Todos los niños aceptaron entusiasmados el juego. A toda carrera, volvieron a sus casas para traer objetos “que se usan en el mar” y jugar con ellos. Después de veinte minutos, llegaron al mismo lugar cargados de cartones, maderas, zapatos viejos, hilos, palos y todo lo que pudiese caber en sus flacos brazos y comenzó el juego.
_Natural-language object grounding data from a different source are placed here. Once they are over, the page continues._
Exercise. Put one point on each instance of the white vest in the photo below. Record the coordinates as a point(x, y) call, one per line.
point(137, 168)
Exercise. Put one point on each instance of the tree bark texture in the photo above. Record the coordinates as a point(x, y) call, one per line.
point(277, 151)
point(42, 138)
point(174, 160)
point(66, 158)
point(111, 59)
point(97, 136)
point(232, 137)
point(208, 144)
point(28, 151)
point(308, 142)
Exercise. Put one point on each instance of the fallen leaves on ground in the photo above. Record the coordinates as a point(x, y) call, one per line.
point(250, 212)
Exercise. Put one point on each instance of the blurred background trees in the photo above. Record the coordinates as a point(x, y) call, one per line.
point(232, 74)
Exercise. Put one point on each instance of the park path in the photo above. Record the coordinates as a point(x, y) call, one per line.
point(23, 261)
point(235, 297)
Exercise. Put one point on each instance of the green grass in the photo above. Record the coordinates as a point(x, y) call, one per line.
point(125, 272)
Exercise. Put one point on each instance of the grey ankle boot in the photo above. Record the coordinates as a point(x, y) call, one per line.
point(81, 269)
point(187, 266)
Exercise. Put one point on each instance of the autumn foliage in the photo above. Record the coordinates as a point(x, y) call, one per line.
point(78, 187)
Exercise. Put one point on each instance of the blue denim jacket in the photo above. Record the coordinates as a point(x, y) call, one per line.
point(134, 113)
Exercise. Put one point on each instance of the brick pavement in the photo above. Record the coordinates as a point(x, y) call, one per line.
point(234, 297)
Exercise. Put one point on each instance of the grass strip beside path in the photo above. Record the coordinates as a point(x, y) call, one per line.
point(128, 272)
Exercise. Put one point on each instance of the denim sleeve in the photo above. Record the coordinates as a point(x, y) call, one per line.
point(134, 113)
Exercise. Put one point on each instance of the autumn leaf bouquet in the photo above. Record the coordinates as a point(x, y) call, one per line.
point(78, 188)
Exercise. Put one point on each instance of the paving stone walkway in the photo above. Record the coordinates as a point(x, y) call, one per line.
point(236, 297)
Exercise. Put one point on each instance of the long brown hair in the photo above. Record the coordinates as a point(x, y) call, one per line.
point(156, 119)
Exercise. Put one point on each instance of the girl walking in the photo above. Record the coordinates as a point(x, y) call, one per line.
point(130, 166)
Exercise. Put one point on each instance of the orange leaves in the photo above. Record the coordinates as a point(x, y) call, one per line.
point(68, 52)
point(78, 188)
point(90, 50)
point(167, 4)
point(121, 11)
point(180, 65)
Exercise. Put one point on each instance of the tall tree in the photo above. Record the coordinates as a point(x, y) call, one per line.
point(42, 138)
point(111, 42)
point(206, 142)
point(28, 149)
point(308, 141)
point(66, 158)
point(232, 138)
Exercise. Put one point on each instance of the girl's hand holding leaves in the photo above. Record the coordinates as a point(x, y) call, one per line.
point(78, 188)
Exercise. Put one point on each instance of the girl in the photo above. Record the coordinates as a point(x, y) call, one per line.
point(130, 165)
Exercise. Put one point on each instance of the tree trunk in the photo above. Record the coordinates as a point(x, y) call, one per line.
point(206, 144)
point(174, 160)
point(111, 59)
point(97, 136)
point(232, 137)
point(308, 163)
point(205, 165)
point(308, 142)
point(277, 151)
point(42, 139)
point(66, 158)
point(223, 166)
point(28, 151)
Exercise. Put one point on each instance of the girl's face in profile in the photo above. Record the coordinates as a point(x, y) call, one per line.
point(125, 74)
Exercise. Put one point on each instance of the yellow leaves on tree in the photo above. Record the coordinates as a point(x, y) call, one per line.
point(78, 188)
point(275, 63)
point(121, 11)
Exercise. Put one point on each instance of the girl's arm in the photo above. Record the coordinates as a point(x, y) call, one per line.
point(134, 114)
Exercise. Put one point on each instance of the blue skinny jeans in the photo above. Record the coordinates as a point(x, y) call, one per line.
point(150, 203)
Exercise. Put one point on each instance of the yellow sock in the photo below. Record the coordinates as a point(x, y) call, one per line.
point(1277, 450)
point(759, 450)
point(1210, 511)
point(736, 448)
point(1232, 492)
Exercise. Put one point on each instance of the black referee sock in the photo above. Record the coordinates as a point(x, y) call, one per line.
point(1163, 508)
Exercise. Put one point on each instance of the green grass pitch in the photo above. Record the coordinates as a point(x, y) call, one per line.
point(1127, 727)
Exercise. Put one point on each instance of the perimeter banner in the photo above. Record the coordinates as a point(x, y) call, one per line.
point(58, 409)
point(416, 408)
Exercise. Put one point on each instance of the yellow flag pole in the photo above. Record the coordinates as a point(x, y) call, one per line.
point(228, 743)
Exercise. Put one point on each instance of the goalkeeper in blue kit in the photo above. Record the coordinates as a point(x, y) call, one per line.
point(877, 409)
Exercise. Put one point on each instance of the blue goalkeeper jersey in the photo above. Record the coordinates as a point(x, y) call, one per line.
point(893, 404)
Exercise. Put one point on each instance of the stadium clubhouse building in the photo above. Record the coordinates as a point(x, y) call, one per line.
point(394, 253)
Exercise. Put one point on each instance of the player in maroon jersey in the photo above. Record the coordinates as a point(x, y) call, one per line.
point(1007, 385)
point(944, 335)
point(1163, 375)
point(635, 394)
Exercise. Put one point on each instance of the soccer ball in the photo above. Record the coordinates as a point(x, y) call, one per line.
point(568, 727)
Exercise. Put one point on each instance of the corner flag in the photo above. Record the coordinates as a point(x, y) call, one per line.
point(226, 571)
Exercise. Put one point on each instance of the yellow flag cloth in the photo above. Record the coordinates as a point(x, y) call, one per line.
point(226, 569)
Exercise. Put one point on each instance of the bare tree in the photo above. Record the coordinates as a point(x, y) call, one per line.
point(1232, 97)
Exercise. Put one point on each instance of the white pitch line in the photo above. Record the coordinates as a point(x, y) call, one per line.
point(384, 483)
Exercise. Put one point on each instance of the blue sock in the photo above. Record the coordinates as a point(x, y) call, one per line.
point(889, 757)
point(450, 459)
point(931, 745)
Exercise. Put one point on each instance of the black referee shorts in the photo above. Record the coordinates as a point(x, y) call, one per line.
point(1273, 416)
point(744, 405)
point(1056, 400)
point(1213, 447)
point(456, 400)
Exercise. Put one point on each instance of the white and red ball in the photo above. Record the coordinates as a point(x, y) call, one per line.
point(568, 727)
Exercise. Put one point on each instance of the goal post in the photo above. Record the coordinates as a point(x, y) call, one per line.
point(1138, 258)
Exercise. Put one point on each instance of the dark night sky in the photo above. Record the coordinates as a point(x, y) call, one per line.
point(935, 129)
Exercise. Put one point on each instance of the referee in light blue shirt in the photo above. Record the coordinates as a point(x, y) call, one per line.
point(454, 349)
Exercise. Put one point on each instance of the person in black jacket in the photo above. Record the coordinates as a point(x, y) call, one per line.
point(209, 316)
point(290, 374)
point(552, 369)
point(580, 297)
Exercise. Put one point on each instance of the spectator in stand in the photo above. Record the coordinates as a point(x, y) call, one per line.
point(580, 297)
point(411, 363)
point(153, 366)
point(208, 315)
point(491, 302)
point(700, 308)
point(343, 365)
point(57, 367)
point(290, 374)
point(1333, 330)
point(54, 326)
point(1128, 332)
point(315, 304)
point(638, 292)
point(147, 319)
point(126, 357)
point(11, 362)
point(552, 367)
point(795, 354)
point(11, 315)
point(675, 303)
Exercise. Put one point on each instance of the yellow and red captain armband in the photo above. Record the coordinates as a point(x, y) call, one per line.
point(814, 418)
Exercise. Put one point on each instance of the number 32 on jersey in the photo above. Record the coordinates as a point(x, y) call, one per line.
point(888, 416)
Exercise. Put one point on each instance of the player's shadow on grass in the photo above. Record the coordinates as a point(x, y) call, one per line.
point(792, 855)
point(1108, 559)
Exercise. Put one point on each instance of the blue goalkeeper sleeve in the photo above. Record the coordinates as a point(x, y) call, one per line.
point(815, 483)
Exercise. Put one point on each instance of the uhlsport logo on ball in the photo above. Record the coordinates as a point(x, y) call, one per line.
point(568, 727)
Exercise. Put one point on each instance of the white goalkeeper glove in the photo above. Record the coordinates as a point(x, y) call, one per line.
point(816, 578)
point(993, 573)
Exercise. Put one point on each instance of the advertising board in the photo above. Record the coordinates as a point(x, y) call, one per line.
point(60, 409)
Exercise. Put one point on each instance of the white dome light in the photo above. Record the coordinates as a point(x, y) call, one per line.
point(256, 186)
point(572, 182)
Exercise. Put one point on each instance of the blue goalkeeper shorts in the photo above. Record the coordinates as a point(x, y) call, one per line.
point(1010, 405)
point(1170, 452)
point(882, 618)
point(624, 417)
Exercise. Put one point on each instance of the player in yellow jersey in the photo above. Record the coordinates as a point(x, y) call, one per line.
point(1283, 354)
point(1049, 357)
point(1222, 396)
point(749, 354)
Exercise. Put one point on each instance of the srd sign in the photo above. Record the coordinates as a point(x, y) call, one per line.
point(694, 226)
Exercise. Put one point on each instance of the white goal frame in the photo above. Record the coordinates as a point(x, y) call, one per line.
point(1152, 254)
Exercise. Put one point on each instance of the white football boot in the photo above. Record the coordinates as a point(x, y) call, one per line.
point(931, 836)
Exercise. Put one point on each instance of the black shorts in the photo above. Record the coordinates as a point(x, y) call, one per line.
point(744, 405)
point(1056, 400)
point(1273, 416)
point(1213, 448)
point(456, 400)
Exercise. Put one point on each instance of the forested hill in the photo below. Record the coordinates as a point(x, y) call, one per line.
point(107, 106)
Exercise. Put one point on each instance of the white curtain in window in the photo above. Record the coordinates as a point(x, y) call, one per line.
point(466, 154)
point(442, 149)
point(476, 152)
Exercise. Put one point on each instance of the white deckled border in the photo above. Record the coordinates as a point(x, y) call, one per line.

Matías dobló sus cartones e improvisó una barca. Usando un saco roto que encontró en la basura, fingió ser el capitán de su solitario barco. Por otro lado, la chiquilla despeinada lanzaba hilos a los montículos de arena intentando pescar algunos de los peces que se deslizaban por la superficie, estos “peces-zapato” eran lanzados desde arriba de alguna pendiente y, al deslizarse, parecían cobrar vida como los peces de verdad. Con la imaginación que da la infancia, sintieron el pasar de la brisa y hasta creyeron oír gaviotas. Nadie le prestaba atención a la realidad, todos se enfocaron en que el agua ahora era dorada. Las olas de arena iban y venían trayendo nuevos “peces-zapato”, empujando la barca de Matías y asustando a los dos “bañistas” que nadaban con el perro. Hasta “Ruffus” entró en conexión con el juego de los niños pues se estiraba en la arena y se arrastraba, como si el agua lo llevase e intentase hacer resistencia. Pronto el calor fue ignorado, frescos chapuzones de arena devolvían las ganas de seguir jugando. Se lanzaron de las dunas gritando “Viene la ola”” y una orgullosa niña recolectaba sus pescados en un balde roto. Lanzaban palos, simulando arpones, a ballenas de plástico mientras otros se lanzaban encima diciendo “te atrapé” y gritaba a sus demás compañeros acerca de su proeza. Algún bromista gritaba “viene la ola” y deslizaba una gran cantidad de arena encima de algún desafortunado “pescador” que disfrutaba el relajo de una tarde frente al mar. Caía la tarde y la alegría rebasaba ya que pronto encontraron más “peces-zapato”, más barcas y más olas en aquel arenal…



Epílogo



El titilar de las velas desdibujaban las sombras de aquel silencioso cuarto. Solo se oía uno que otro “sentido pésame” y “lo siento mucho” entre el pequeño grupo vestido de negro. Por momentos, algún llanto rompía el silencio, y era inmediatamente socorrido con abrazos y palabras de aliento.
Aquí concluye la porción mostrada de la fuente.